Logan County is wild. They had land pirates, annoying Methodists, duels, Shakers. The county was known as the Devil’s Campground. And Jesse James’ cousin, Wood Hite, who might have been the guy Robert Ford actually shot, was born there. Literally, to get to the duel site, you drive into Adairville, i.e., Dromgoole’s Station, and turn left at the stop sign. You go past Peter Cartwright’s childhood home (Cartwright was the most prominent of the annoying Methodists in the area before he went to Illinois and founded, among other things, the college I graduated from), past the cemetery, past the Hite houses, and then take a left. The dueling spot is right before you hit the river.

I’m sure that in places like Boston or D.C., you could find more historical sites in one spot, but is there another rural spot in America like this? It’s just cool as hell.
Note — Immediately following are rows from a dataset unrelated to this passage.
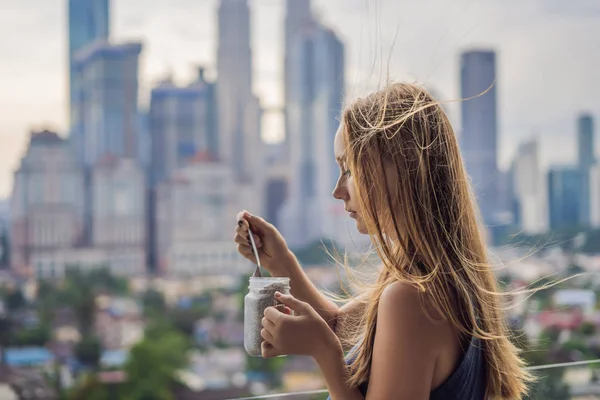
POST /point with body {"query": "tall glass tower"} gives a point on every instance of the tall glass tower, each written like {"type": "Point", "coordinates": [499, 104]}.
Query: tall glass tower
{"type": "Point", "coordinates": [89, 21]}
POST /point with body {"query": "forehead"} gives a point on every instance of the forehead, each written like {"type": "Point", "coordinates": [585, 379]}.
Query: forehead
{"type": "Point", "coordinates": [339, 145]}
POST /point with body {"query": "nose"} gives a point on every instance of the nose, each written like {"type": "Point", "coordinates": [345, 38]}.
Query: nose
{"type": "Point", "coordinates": [340, 192]}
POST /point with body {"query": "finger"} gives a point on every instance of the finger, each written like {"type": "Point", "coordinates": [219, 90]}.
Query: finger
{"type": "Point", "coordinates": [244, 239]}
{"type": "Point", "coordinates": [246, 252]}
{"type": "Point", "coordinates": [258, 224]}
{"type": "Point", "coordinates": [268, 325]}
{"type": "Point", "coordinates": [242, 221]}
{"type": "Point", "coordinates": [291, 302]}
{"type": "Point", "coordinates": [265, 334]}
{"type": "Point", "coordinates": [268, 350]}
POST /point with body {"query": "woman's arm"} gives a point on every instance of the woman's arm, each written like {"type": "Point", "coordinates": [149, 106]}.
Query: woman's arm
{"type": "Point", "coordinates": [404, 354]}
{"type": "Point", "coordinates": [338, 318]}
{"type": "Point", "coordinates": [335, 371]}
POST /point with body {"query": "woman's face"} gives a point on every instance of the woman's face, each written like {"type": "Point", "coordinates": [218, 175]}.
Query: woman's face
{"type": "Point", "coordinates": [345, 188]}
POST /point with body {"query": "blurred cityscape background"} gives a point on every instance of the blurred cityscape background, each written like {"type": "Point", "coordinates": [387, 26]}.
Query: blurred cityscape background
{"type": "Point", "coordinates": [134, 131]}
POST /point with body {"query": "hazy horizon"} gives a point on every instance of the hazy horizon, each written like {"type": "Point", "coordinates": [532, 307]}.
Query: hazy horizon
{"type": "Point", "coordinates": [547, 58]}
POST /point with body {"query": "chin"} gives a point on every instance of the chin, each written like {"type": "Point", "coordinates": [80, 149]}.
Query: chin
{"type": "Point", "coordinates": [362, 229]}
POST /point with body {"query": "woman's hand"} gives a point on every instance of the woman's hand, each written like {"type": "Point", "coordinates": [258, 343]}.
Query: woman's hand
{"type": "Point", "coordinates": [272, 249]}
{"type": "Point", "coordinates": [304, 333]}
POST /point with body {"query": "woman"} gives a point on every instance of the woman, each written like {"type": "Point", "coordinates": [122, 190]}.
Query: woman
{"type": "Point", "coordinates": [432, 325]}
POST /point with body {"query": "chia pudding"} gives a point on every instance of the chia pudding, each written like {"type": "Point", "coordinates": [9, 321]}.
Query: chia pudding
{"type": "Point", "coordinates": [260, 297]}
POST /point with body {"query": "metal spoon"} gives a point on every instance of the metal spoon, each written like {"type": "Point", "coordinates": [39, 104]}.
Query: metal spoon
{"type": "Point", "coordinates": [257, 273]}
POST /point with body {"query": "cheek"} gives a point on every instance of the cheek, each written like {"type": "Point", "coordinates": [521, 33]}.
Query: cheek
{"type": "Point", "coordinates": [351, 189]}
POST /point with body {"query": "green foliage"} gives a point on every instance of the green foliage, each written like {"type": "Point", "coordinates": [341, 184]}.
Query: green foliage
{"type": "Point", "coordinates": [89, 351]}
{"type": "Point", "coordinates": [154, 303]}
{"type": "Point", "coordinates": [271, 367]}
{"type": "Point", "coordinates": [587, 329]}
{"type": "Point", "coordinates": [550, 386]}
{"type": "Point", "coordinates": [90, 389]}
{"type": "Point", "coordinates": [37, 336]}
{"type": "Point", "coordinates": [15, 300]}
{"type": "Point", "coordinates": [153, 363]}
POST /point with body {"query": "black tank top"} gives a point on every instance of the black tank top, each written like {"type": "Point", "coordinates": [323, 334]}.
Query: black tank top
{"type": "Point", "coordinates": [467, 382]}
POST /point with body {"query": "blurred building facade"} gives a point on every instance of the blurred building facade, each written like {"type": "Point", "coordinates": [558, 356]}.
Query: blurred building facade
{"type": "Point", "coordinates": [315, 93]}
{"type": "Point", "coordinates": [530, 201]}
{"type": "Point", "coordinates": [118, 204]}
{"type": "Point", "coordinates": [89, 22]}
{"type": "Point", "coordinates": [564, 185]}
{"type": "Point", "coordinates": [105, 118]}
{"type": "Point", "coordinates": [47, 202]}
{"type": "Point", "coordinates": [182, 122]}
{"type": "Point", "coordinates": [194, 209]}
{"type": "Point", "coordinates": [586, 159]}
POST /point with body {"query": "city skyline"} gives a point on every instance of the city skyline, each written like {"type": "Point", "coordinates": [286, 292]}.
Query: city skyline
{"type": "Point", "coordinates": [525, 99]}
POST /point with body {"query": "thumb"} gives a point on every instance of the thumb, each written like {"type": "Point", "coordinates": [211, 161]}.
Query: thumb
{"type": "Point", "coordinates": [257, 223]}
{"type": "Point", "coordinates": [292, 302]}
The dueling spot is beautiful. The north side of the river is all rolling fields of corn and wheat. On the south side of the river, there’s a more narrow low spot and then a bluff. Judging from the history books, it’s probably pretty much as it was in Jackson’s time. It’s beautiful. I guess if you were picking a place to maybe die, that would be as fine a spot as any.

But the part that fascinates me is how historical knowledge gets passed on — or fails to be passed on. I mean, I guess you could argue that even Charles Dickinson’s body being lost is a good example of that. But the whiplash of going from asking an expert on the era here in Tennessee who has been searching for a definitive answer for years to getting an address from a Kentuckian was both delightful and concerning.

Like, shoot, maybe someone down here should write that address down and put it in a safe place where Nashville can find it in the future. Shit, I guess that’s me, putting it here. It’s Barren Plains Road west of Adairville, on the east side of the road, right before you hit the river. Look for the spot where it looks like two assholes would have risked abandoning their families and leaving their widows in the lurch in order to prove what men they were.

I don’t know that this “discovery” was a life-changing event. I mean, all joking aside, I didn’t discover anything. I just stumbled across the right person to ask. But it was an example of my favorite thing about living here: You can just go see for yourself. You read about this duel? Go see where it was, see the landscape, experience the journey. And be home shortly after lunch.

How lucky are we to still have these places, this history, that we can discover over and over for ourselves?